Stewart Island councillor Bruce Ford said Port William wharf was in desperate need of repair and, in its poor condition, was a safety risk to anyone who used it.
"It's getting very shaky. If it had a big boat beside it, it wouldn't stand up. It may be that if a bit of a storm hit, it would just float away, so we really need some sort of way to fund some repairs."
The wharf had been officially closed, but water taxis and tourists wanting to access the Rakiura track had continued using it, he said.
A report by Southland District Council area engineer Irwin Harvey shows the wharf will cost $80,000 to repair. The Stewart Island jetties subcommittee could not afford to fund the urgent repairs, and would have to join a long queue to receive district council funding.
Last year, the subcommittee had hoped the work could be funded by Environment Southland marine fees, which are paid by cruise ships visiting Southland.
After being told by Environment Southland the project would not be guaranteed any of this funding, the district council investigated other funding sources to repair the wharf, such as the Lottery Grants Board, Mr Ford said.
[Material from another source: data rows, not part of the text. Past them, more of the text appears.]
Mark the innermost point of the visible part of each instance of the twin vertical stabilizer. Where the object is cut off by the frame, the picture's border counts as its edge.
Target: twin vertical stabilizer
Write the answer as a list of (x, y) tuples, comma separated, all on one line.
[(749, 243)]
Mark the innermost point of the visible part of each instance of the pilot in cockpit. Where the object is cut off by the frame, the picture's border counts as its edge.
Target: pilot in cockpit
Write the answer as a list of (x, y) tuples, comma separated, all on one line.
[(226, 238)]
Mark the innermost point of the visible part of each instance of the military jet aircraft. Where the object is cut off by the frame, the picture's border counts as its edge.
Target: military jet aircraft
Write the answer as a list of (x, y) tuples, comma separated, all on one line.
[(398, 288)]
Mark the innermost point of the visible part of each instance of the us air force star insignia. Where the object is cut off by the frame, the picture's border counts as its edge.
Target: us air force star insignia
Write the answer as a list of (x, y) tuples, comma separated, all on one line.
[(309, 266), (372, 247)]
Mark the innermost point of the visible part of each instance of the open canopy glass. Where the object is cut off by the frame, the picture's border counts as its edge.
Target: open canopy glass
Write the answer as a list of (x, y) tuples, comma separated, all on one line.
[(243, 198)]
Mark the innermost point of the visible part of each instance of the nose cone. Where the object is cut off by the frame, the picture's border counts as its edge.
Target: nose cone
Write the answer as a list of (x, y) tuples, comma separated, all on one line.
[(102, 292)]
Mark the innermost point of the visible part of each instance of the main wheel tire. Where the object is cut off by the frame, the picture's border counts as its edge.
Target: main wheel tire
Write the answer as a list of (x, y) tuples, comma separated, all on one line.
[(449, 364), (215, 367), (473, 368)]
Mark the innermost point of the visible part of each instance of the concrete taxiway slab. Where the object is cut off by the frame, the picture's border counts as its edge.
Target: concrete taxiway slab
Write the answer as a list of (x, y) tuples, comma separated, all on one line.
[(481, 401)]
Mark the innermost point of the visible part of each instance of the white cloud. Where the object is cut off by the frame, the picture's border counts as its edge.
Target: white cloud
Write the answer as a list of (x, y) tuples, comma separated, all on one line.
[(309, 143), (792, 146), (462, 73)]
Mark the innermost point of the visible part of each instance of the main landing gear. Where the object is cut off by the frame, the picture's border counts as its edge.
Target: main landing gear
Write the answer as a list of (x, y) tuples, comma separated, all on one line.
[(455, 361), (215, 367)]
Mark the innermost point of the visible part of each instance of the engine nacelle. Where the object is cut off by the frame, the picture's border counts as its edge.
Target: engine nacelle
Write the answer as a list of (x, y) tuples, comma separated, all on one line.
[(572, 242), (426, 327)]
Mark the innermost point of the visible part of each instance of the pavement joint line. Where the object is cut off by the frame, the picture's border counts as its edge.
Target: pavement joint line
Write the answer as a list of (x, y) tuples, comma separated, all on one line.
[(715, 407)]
However, councillors had discovered many of these were not open to local authorities, and were at a loss at where to turn next.
He said although operators contributed to the upkeep of Stewart Island wharves, there was only so much they could pay. "It's not a lot of money and we have to do maintenance on some of the other bits and pieces."
The Port William wharf had continued to deteriorate and things were getting desperate, he said.
The district council was planning a meeting with Cruise NZ, the advocacy body of New Zealand's cruise sector, to discuss the Environment Southland marine fee and to also talk about the $5 visitor levy, scheduled to be introduced in October, he said.
Environment Southland maritime manager Kevin O'Sullivan said that to be considered for regional funding, the Southland District Council would have to make a submission on the regional plan about the wharf project.
He expected the council to make a submission on behalf of the subcommittee, he said.